New Android Exploit Can Install Apps Remotely On Your Phone

Despite all the recent initiatives and monthly security updates from Google, it is fair to say that threats to your privacy are still prevalent on Android. The latest threat comes in the form of a ransomware exploit kit, which affects most devices.

This Android exploit problem is unique in that it doesn’t require an installation of malicious software or wrongdoing on the user’s part, and can take place automatically without requiring special permissions. As a result, your phone can be infected just by visiting any potentially infected website.

The researchers at Blue Coat labs first noticed it when an infected Javascript-containing ad loaded from a website in their lab environment. This is the first time, according to the team, that someone has been able to pull off such a threat.

The phone which is quite useless by then can be restored to its original state by paying a fine or by sending an iTunes gift card to the perpetrators. The exploit used by this kind of malware is the one used by Hacking Team and Towelroot to cause intrusion in devices.

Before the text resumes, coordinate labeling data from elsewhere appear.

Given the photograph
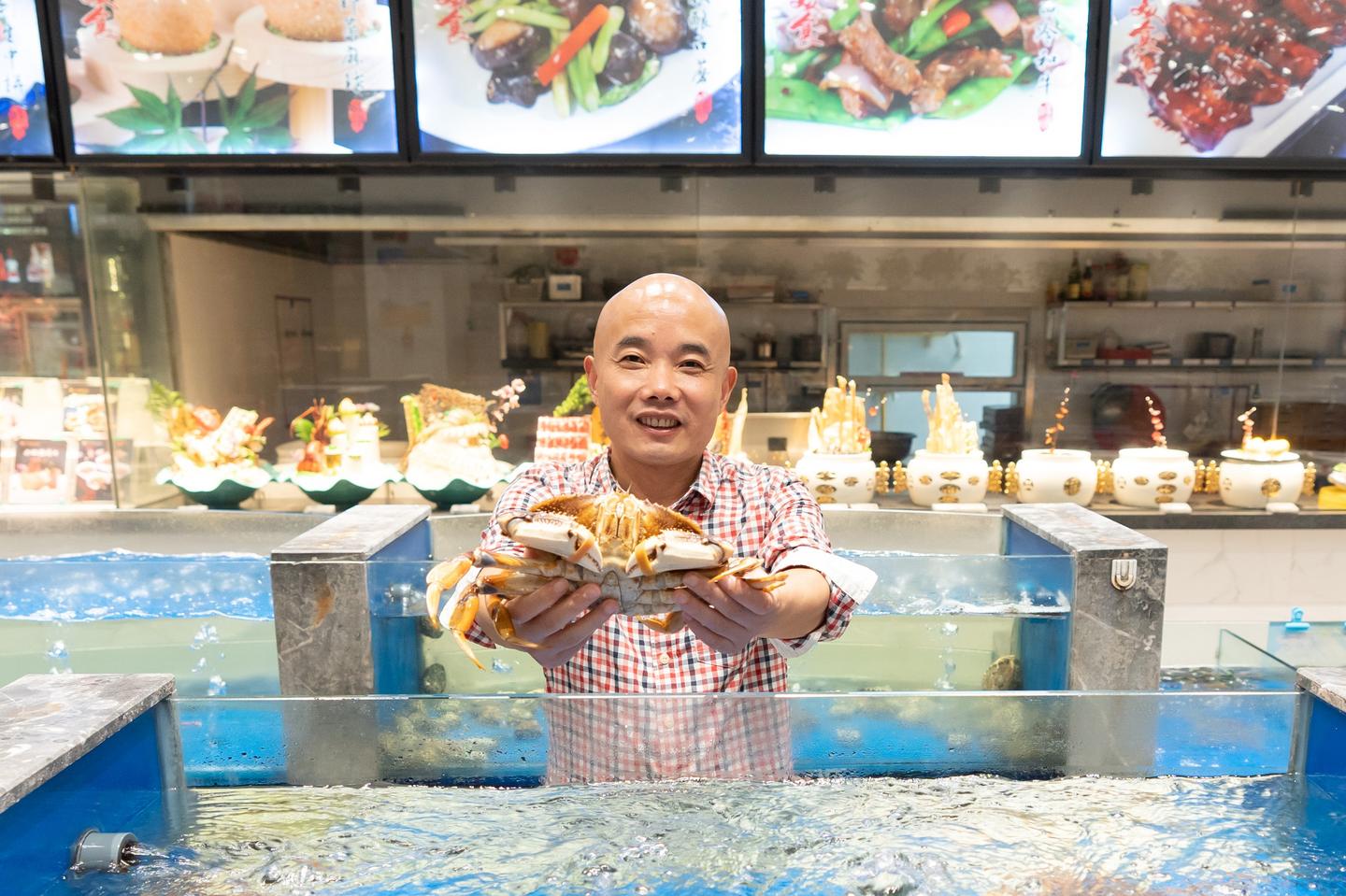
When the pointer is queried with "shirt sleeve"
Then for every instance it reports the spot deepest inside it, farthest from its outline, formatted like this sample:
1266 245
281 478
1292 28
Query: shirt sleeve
536 483
797 538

The threat is said to affect devices running Android 4.0 (Ice Cream Sandwich) to Android 4.3 (Jelly Bean) with 4.4 KitKat also said to vulnerable. Since these three combined make up 56.9 percent of all Androids, this automatically becomes a very serious threat.

Thankfully, if you are affected the way out is rather simple: a good old factory reset of the device. The process will delete any malicious app installs and make your phone as good as new. It is a good idea to back up the data on an external drive or a PC before carrying out that process.